Manulife discontinues disability products for business owners

By Greg Meckbach | August 25, 2022 | Last updated on August 25, 2022
2 min read

Placing disability insurance for business owners will become more difficult now that Manulife Financial Corp. has stopped accepting new business for four products.

In a memo obtained by Advisor’s Edge, Manulife said that effective Sept. 30, it will stop selling Proguard, Venture, ExpenseComp and Buy-sell Plus. These disability insurance products are aimed at executives, incorporated professionals and business owners.

The memo stated that Manulife had made the change “in response to the shrinking demand for non-cancellable disability products.”

“Closing these products allows us to focus on the other areas, and we’ll continue to offer disability products through the other channels,” said Manulife in a statement confirming the memo’s contents. “We will continue to offer Affinity and Group Benefits disability products to Canadians as well as continue to provide coverage and fulfill the contractual obligations to those who already purchased disability coverage prior to and on Sept. 30, 2022.”

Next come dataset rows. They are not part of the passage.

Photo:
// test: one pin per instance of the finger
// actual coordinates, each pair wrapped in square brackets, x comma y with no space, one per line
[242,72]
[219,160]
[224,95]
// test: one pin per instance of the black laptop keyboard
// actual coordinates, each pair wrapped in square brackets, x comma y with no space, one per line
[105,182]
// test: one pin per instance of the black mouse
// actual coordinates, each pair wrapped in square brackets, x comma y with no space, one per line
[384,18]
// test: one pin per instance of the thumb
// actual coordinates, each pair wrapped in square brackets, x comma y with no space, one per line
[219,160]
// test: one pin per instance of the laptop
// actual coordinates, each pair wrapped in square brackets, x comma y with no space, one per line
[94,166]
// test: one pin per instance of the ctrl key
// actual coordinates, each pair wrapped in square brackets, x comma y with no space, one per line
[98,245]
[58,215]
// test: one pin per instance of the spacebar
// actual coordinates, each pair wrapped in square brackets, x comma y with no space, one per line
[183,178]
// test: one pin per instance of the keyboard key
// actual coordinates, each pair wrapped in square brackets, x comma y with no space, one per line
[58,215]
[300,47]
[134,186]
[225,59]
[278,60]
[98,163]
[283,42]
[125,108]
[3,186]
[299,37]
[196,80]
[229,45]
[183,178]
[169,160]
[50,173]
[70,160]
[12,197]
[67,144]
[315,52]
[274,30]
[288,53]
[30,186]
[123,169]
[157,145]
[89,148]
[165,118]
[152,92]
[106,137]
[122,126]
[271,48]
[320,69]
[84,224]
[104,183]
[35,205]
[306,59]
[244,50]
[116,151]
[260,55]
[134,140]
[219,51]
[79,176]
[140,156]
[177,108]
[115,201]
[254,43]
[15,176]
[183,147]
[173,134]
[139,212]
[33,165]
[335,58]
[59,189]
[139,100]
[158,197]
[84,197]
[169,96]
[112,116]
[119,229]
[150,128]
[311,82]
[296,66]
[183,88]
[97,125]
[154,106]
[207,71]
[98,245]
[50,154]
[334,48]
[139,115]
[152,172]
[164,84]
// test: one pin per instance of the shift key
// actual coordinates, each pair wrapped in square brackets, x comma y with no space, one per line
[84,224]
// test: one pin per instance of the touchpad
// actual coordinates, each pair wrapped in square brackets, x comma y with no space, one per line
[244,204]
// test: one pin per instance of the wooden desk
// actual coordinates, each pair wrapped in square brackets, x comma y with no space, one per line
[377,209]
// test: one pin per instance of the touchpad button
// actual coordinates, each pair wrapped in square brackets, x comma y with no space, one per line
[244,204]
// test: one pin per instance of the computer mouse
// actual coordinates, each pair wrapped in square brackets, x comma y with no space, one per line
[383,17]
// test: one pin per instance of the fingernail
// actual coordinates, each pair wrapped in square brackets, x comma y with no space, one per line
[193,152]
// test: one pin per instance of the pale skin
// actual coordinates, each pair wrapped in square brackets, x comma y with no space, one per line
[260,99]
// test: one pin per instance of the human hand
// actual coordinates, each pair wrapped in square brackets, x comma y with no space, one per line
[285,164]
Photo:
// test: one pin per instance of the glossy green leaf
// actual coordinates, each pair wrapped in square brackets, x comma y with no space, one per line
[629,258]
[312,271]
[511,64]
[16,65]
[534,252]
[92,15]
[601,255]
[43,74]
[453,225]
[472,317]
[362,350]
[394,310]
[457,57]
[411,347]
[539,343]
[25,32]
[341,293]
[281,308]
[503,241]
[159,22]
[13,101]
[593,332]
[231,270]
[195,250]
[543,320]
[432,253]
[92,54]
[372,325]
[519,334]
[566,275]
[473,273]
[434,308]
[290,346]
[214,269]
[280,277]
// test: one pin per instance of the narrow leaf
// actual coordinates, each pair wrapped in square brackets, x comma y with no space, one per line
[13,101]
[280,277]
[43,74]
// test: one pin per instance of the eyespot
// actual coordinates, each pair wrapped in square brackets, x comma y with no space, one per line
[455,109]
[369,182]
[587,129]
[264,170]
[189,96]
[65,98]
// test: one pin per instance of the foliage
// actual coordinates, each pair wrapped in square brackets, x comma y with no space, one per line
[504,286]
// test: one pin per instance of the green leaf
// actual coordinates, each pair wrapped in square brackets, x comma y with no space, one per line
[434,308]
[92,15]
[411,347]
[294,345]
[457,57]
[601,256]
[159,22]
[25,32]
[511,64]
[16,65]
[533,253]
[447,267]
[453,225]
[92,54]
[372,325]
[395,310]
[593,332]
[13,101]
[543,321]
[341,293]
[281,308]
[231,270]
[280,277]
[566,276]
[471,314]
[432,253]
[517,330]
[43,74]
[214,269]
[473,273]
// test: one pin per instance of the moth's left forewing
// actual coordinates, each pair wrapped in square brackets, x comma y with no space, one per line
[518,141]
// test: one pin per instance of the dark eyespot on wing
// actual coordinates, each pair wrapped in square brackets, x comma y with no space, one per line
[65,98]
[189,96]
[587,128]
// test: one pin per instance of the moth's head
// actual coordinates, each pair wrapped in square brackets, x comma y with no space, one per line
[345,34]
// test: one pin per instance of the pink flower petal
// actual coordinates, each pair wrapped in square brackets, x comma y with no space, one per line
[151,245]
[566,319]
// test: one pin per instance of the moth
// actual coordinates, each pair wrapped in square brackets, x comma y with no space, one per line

Non-cancellable is a type of individual disability insurance in which premiums cannot be increased, benefits cannot be reduced and the insurer cannot unilaterally cancel the contract.

Manulife’s decision leaves RBC Insurance and Canada Life as the other major insurers offering individual disability products, a spokesperson for New York-based brokerage and wealth management firm NFP Corp. confirmed in an email.

“The fewer players there are in the market, the less flexibility there is for consumers and the less incentive there is for evolution of products or pricing competitiveness. So it is never good when a company leaves the market,” said Lawrence Geller, a chartered life underwriter and president of Campbellville, Ont.-based L.I. Geller Insurance Agencies Ltd.

“I don’t know if this is a wave or if Manulife just said, ‘Hey, we’re not interested in this,” said Steve Meldrum, corporate insurance specialist and broker with Medicine Hat, Alta.-based Swell Private Wealth Ltd. Manulife’s decision could be based on considerations such as the increased difficultly in adjusting disability claims for people working from home, he added.

Meldrum said that non-cancellable policies are particularly attractive to professionals such as doctors, dentists and engineers who invested considerable amounts in their education and credentials.

“If you’re a doctor, you want to make sure that if you break your legs or hands or get sick or hurt, that you still have money coming in because you spent eight years in school making no money and then you get disabled and you also get no money,” Meldrum said.